Why Don’t You Play In Hell?

whydi Sion Sono (Giappone, 2013)

“Why Don’t You Play In Hell?” è l’esondazione del genio e della sregolatezza di Sion Sono, sotto ogni aspetto possibile. Un caleidoscopio di sensazioni che non trova precedenti neppure all’interno delle sue opere più celebrate (“Love Exposure” ad esempio), perché con questa pellicola del 2013 il regista giapponese fa tracimare ogni argine, lasciando il metacinema in balia della corrente più impetuosa. Una trama folle per un lungometraggio folle, nel quale le vicende di un gruppo di ragazzini aspiranti filmmaker (i Fuck Bombers) finiscono per intrecciarsi con quelle di due gang legate alla yakuza, poiché il boss di una di queste vuole far recitare assolutamente sua figlia in un film. La giovane era già diventata una piccola star per aver preso parte a una pubblicità da bambina, ma ora il padre vuole che reciti in un’opera da mostrare al più presto alla madre (reclusa in carcere ancora per poco). L’unico modo per girare qualcosa velocemente è far riprendere ai Fuck Bombers l’incursione della gang nel covo dei rivali, con la ragazza a capo della scorribanda.
Sion Sono si dimostra ancora una volta poliedrico: dopo aver percorso i territori più oscuri e perversi del (suo) cinema (“Cold Fish” e “Guilty Of Romance” sono di poco precedenti) e in seguito al toccante e drammatico affresco di “Himizu” (2011), con “Why Don’T You Play In Hell?” egli realizza un vero e proprio atto di amore nei confronti della sua passione cinematografica, qui presa, assimilata e ribaltata completamente, senza tener conto di nessuna regola. Raccontando poi una lotta tra due faide che simboleggia l’eterno dilemma tra realtà e finzione, il punto focale sul quale ruota l’intera pellicola.

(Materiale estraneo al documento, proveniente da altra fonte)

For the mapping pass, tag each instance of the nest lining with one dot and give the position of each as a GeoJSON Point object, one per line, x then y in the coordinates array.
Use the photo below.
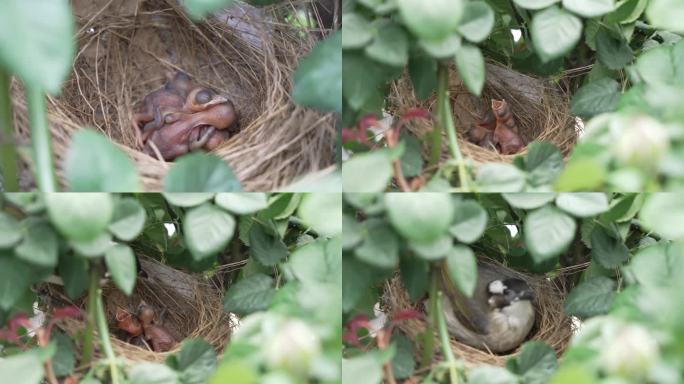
{"type": "Point", "coordinates": [194, 308]}
{"type": "Point", "coordinates": [540, 109]}
{"type": "Point", "coordinates": [121, 57]}
{"type": "Point", "coordinates": [551, 326]}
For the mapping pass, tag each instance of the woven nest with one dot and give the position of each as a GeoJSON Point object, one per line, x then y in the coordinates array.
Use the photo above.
{"type": "Point", "coordinates": [193, 308]}
{"type": "Point", "coordinates": [551, 325]}
{"type": "Point", "coordinates": [539, 107]}
{"type": "Point", "coordinates": [125, 47]}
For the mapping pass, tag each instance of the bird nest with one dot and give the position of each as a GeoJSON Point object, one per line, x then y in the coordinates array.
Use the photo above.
{"type": "Point", "coordinates": [192, 305]}
{"type": "Point", "coordinates": [551, 325]}
{"type": "Point", "coordinates": [540, 109]}
{"type": "Point", "coordinates": [124, 50]}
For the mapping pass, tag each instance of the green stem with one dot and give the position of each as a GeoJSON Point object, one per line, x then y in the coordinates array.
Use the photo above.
{"type": "Point", "coordinates": [8, 151]}
{"type": "Point", "coordinates": [444, 340]}
{"type": "Point", "coordinates": [40, 137]}
{"type": "Point", "coordinates": [446, 119]}
{"type": "Point", "coordinates": [87, 354]}
{"type": "Point", "coordinates": [429, 336]}
{"type": "Point", "coordinates": [104, 338]}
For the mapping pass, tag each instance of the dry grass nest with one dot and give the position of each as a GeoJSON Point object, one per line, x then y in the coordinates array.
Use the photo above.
{"type": "Point", "coordinates": [124, 49]}
{"type": "Point", "coordinates": [551, 326]}
{"type": "Point", "coordinates": [193, 308]}
{"type": "Point", "coordinates": [540, 109]}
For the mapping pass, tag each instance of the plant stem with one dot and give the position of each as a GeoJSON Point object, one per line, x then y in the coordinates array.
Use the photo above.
{"type": "Point", "coordinates": [104, 338]}
{"type": "Point", "coordinates": [40, 137]}
{"type": "Point", "coordinates": [429, 336]}
{"type": "Point", "coordinates": [446, 120]}
{"type": "Point", "coordinates": [87, 354]}
{"type": "Point", "coordinates": [444, 340]}
{"type": "Point", "coordinates": [8, 152]}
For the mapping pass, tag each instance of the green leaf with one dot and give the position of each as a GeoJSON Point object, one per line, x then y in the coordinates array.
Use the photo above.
{"type": "Point", "coordinates": [500, 177]}
{"type": "Point", "coordinates": [242, 203]}
{"type": "Point", "coordinates": [613, 52]}
{"type": "Point", "coordinates": [128, 219]}
{"type": "Point", "coordinates": [589, 8]}
{"type": "Point", "coordinates": [471, 67]}
{"type": "Point", "coordinates": [535, 4]}
{"type": "Point", "coordinates": [488, 374]}
{"type": "Point", "coordinates": [152, 373]}
{"type": "Point", "coordinates": [40, 244]}
{"type": "Point", "coordinates": [529, 200]}
{"type": "Point", "coordinates": [9, 231]}
{"type": "Point", "coordinates": [13, 281]}
{"type": "Point", "coordinates": [95, 164]}
{"type": "Point", "coordinates": [477, 21]}
{"type": "Point", "coordinates": [470, 221]}
{"type": "Point", "coordinates": [548, 232]}
{"type": "Point", "coordinates": [80, 216]}
{"type": "Point", "coordinates": [583, 204]}
{"type": "Point", "coordinates": [25, 368]}
{"type": "Point", "coordinates": [198, 9]}
{"type": "Point", "coordinates": [664, 214]}
{"type": "Point", "coordinates": [356, 31]}
{"type": "Point", "coordinates": [423, 73]}
{"type": "Point", "coordinates": [207, 230]}
{"type": "Point", "coordinates": [196, 361]}
{"type": "Point", "coordinates": [543, 163]}
{"type": "Point", "coordinates": [591, 298]}
{"type": "Point", "coordinates": [200, 172]}
{"type": "Point", "coordinates": [420, 217]}
{"type": "Point", "coordinates": [554, 33]}
{"type": "Point", "coordinates": [266, 247]}
{"type": "Point", "coordinates": [318, 80]}
{"type": "Point", "coordinates": [120, 262]}
{"type": "Point", "coordinates": [462, 269]}
{"type": "Point", "coordinates": [594, 98]}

Il regista inoltre sposta l’asticella della violenza oltre i confini del cruento e dello splatter, infatti questa ci viene mostrata in modo talmente bizzarro e delirante che diventa praticamente una farsa, con il sangue che scorre a fiumi (e sul quale si scivola come se fossimo alle giostre) che accompagna una sceneggiatura qui sinonimo di caos al massimo regime, l’ossatura di un film colorato e fuori da ogni schema che nella parte conclusiva si trasforma in alta macelleria a fumetti. Cinema anarchico, libero, il quale forse rischia di non essere capito a pieno ma che sprigiona delle energie assolutamente devastanti che si possono cogliere in oltre due ore di visione, senza un attimo di tregua, all’interno di una storia tra l’altro condita da musiche celestiali infilate proprio nei momenti clou (scelta molto azzeccata).
“Why Don’t You Play In Hell?” è un mix di fantasia e immaginazione, un gangster movie tra i più atipici mai visti in circolazione, tra sottotrame più o meno comprensibili e accelerazioni action-comedy mai forzate o avulse dal contesto. Un film spassoso, citazionista e volutamente stucchevole, frutto della mente del Sion Sono più tumultuoso ed eccentrico.